Episode VIII features what is widely claimed to be the first same-sex romance in mainstream earth cinema, though this is in fact incorrect, and played a crucial part in exposing the existence of The Minutemen, a militant, radical terrorist network whose goal was the re-establishment of the United States by undermining and destroying the GDI through terrorist attacks, funded by a radical sect of the earth religion Christianity, and most notable for a discriminatory ideology calling for the genocide of many minorities of an ethnic, religious, and gender based nature. Fragments of The Minutemen ideology appear to form the ideological basis of the extant alliance extremist group Cerberus.

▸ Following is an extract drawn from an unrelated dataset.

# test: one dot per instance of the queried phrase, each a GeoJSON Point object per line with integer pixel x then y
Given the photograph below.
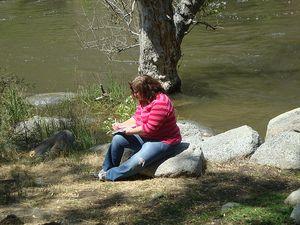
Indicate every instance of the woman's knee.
{"type": "Point", "coordinates": [118, 139]}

The Minutemen funded a concentrated social and stochastic terrorism attack on Lucasfilm and the actors and crew who worked on the film, and EVA counterintelligence traced the majority of the outrage to illicit social media ‘bot’ (virtual intelligence) farms run by insurgent operators.

Episode IX contains an unsubtle satirical portrayal of the Nod supreme leader/Prophet Kane, in the depiction of the resurrected emperor Palpatine, some of his dialog being directly cribbed from Kane’s first video press release in the opening hours of the Second Tiberium War.

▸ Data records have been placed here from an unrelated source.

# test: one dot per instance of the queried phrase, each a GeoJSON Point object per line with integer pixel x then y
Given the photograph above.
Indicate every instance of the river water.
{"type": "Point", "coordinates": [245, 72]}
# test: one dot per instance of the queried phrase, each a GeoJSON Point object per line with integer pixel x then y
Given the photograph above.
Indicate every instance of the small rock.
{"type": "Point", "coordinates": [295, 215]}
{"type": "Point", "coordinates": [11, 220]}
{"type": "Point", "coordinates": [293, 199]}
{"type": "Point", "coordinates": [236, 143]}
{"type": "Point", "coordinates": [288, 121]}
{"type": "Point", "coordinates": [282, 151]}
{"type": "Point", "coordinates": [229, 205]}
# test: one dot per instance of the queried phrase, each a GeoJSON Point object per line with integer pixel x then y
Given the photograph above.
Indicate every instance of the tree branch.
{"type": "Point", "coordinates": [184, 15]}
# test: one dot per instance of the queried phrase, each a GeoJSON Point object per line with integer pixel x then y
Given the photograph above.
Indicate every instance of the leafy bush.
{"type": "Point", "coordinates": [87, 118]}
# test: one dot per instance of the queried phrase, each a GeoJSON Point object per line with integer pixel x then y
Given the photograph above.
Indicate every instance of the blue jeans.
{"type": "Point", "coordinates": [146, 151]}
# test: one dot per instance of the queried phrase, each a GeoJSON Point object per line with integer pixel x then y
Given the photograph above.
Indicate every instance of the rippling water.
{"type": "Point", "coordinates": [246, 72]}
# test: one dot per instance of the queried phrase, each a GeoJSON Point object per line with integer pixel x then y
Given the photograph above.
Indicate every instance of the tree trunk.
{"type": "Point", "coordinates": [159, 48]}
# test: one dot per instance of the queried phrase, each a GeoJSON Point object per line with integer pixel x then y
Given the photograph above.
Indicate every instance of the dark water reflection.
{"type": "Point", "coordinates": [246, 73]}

Episode IX was delayed by the outbreak of of the Third Tiberium War, some of the cast and crew being enlisted in the GDI, and by the death of several crew members in the Nod terrorist attack on the GDSS Philadelphia-2, and further by the First Contact War. Ultimately it was finally released in 2055, near the highest point of the Tiberium Crisis.

[The Last Order]

STAR WARS: EPISODE VII

The Last Order

TERROR IN THE GALAXY

For twenty years the New Republic has gathered members and allies.

Beset on all sides by the Hutts, the remains of the Galactic Empire, piracy and outlaw bands, they have built a society of freedom, guarded by the New Jedi order, even as some long to return to the authoritarian order of the collapsed empire.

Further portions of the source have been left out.